Nathaniel Lande’s While the Music Played skillfully blends historical figures and fictional characters. Like several recent popular World War II novels, it introduces elements of the underground resistance. However, while important, those elements remain secondary. Instead, Lande dramatizes how the arts, especially music, helped created moments of hope during a time of despair. Although the central plot involves music—the children’s opera Brundibár, the author also alludes to classical pieces and popular songs, works in several apropos lyrics, and employs artful music imagery.
The story comes to us through several points of view, including a British female reporter, a German-Czech orchestra conductor, and his young son, who is twelve when Germany annexes Austria and Czechoslovakia.
Early in the novel, readers first encounter Max, now an adult, listening to a performance of Giuseppe Verdi’s Requiem during the tenth anniversary commemoration of the war’s end. Overwhelmed by his memories, Max flees the sanctuary, haunted by thoughts of childhood friends David and Sophie. He recalls how three had vowed to save one another and how the others had changed his life. “This is how it was. This is how it all began,” he explains as he begins telling about his idyllic boyhood in Prague as son of “The Great Viktor Mueller,” his flamboyant hero who could turn any moment into a celebration.
We meet Max’s talented friends David and Sophie, his father’s former conservatory classmate named Hans Krása, and a visiting British reporter named Anna Kingsley.
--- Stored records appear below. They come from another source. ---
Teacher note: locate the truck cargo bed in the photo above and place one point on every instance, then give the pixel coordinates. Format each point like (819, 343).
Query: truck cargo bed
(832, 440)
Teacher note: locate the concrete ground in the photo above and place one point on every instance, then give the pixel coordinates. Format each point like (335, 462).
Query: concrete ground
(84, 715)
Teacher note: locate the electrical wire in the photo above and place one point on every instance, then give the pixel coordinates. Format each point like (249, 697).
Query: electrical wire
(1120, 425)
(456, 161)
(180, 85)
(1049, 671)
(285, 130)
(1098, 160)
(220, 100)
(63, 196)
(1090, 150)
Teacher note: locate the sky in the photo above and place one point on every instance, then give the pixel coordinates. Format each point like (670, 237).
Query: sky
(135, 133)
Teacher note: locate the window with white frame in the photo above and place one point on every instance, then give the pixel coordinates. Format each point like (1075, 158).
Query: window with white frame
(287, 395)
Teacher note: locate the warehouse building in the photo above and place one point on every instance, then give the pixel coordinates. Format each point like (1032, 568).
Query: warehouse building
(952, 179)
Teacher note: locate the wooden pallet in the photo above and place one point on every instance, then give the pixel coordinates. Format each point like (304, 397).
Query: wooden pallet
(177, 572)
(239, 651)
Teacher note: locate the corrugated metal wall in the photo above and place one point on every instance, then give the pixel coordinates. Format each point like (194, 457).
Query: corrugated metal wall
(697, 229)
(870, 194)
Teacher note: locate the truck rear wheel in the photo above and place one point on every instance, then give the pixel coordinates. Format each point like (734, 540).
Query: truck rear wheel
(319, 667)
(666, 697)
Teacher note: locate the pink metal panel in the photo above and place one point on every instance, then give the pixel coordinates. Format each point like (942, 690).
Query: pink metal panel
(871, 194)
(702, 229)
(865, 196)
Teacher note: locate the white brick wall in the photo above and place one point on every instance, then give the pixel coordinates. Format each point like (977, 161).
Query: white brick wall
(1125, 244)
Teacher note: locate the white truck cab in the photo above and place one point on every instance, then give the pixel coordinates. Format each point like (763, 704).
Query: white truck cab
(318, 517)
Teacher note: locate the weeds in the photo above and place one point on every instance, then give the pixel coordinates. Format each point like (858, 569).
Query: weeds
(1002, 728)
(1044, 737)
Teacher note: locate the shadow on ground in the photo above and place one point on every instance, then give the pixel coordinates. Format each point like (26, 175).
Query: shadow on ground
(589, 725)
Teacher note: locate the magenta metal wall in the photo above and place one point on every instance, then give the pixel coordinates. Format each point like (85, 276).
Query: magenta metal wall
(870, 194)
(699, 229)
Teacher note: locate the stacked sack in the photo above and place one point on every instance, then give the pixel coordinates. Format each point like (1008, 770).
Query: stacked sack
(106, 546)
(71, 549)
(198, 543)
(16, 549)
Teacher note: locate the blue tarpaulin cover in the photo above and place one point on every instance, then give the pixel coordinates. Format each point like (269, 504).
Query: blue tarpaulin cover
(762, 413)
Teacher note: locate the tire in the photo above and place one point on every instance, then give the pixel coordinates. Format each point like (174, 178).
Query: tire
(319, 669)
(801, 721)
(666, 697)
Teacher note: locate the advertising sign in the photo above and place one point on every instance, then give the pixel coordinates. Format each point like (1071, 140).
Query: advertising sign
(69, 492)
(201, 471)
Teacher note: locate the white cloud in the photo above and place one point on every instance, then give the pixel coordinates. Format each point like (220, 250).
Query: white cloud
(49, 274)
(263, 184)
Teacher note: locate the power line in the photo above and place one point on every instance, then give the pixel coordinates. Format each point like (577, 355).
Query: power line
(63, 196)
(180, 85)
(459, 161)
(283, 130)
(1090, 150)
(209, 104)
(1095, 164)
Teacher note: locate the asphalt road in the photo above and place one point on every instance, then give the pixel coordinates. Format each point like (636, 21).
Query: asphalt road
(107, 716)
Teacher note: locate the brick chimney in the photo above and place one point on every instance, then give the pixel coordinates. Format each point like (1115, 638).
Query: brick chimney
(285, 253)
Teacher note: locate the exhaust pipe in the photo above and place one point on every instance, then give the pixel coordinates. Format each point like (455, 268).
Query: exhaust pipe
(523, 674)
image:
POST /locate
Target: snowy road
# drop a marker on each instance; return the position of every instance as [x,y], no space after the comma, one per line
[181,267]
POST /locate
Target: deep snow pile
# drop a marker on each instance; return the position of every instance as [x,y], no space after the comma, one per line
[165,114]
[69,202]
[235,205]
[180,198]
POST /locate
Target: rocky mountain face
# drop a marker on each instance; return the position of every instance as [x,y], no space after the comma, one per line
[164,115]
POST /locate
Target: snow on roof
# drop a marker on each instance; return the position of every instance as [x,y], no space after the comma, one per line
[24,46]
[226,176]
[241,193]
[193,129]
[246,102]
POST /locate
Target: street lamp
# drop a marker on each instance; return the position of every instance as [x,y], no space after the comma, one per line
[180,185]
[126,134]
We spend time sitting in concert halls, marching through the streets with Viktor, Max, and Max’s classmates, each playing an instrument, watching Max’s budding interest in the news, which leads to his job delivering papers for Sam Raggle, who runs the newsstand, and listening to Viktor regaling Max with tales of “The Distant and Mysterious Man,” Armand Duval, whose mission it was to travel the world collecting emeralds to give to the poor.” Little did Max know that he would soon need to discover his own life’s mission.
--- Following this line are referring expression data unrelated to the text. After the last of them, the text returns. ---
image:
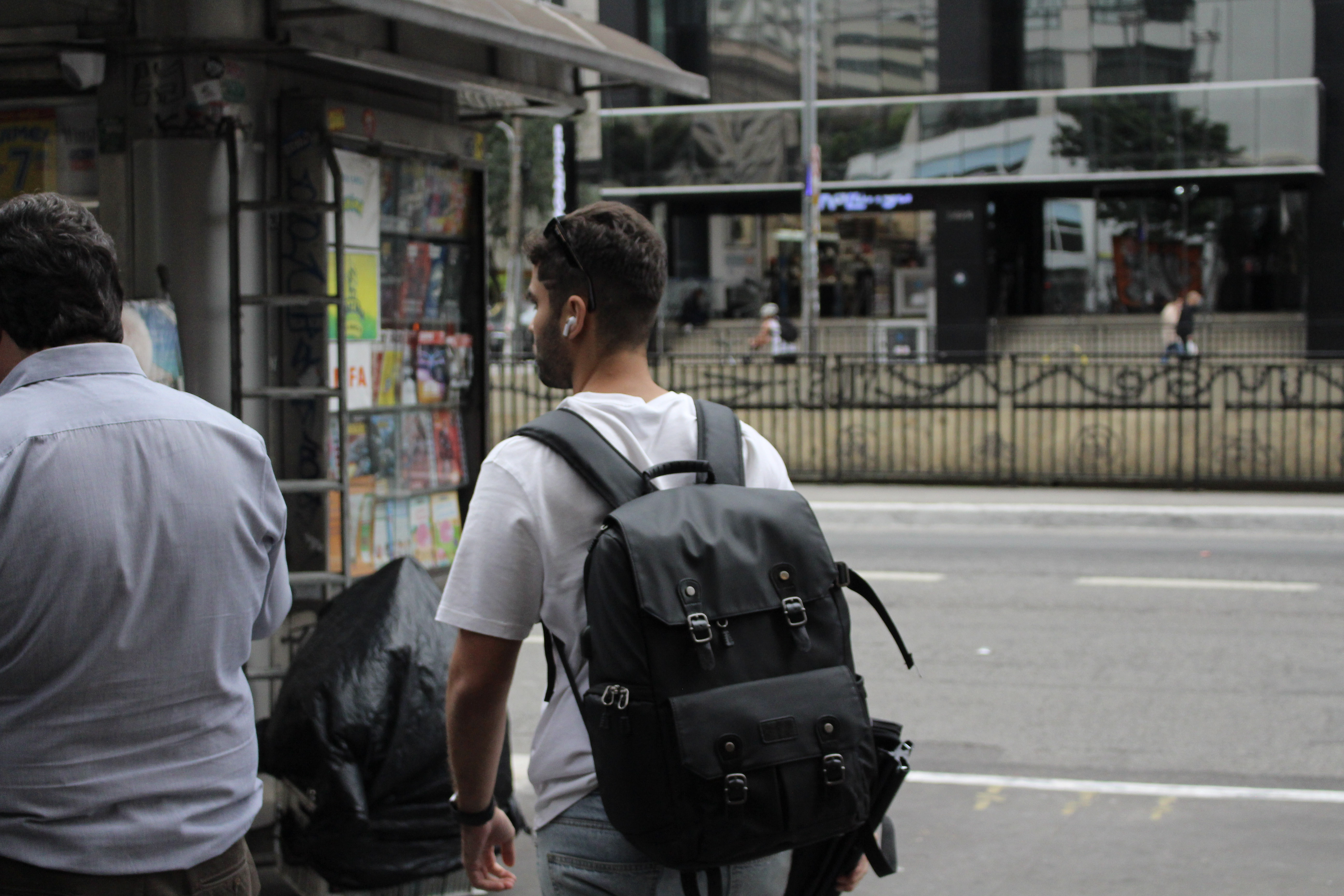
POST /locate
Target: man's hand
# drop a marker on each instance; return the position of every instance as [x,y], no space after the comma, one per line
[479,853]
[851,880]
[478,699]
When Conductor Mueller becomes Major Mueller, cultural program director for the Reich, Max’s world is turned upside down. Max, David, Sophie, composer Hans Krása, artist/architect Norbert Troller, film maker Kurt Gerron, and Rabbi Leo Baeck find themselves in a darker reality at Terezín (Theresienstadt), doing their best to bring moments of light through their music, art, and teaching.
Having already mentioned Lande’s music allusions and imagery, I cannot fail to mention the literary allusions and quotations, ranging from Tennyson to Twain, also scattered throughout the novel. Much as music influences the characters’ lives, so do the words of a few of our greatest writers.
The author’s notes and photos at the end of the novel provide a useful, valuable supplement.
Thanks to NetGalley, Blackstone Publishing, and Nathaniel Lande for providing me with an Advance Reader Copy of this highly recommended contribution to Holocaust fiction.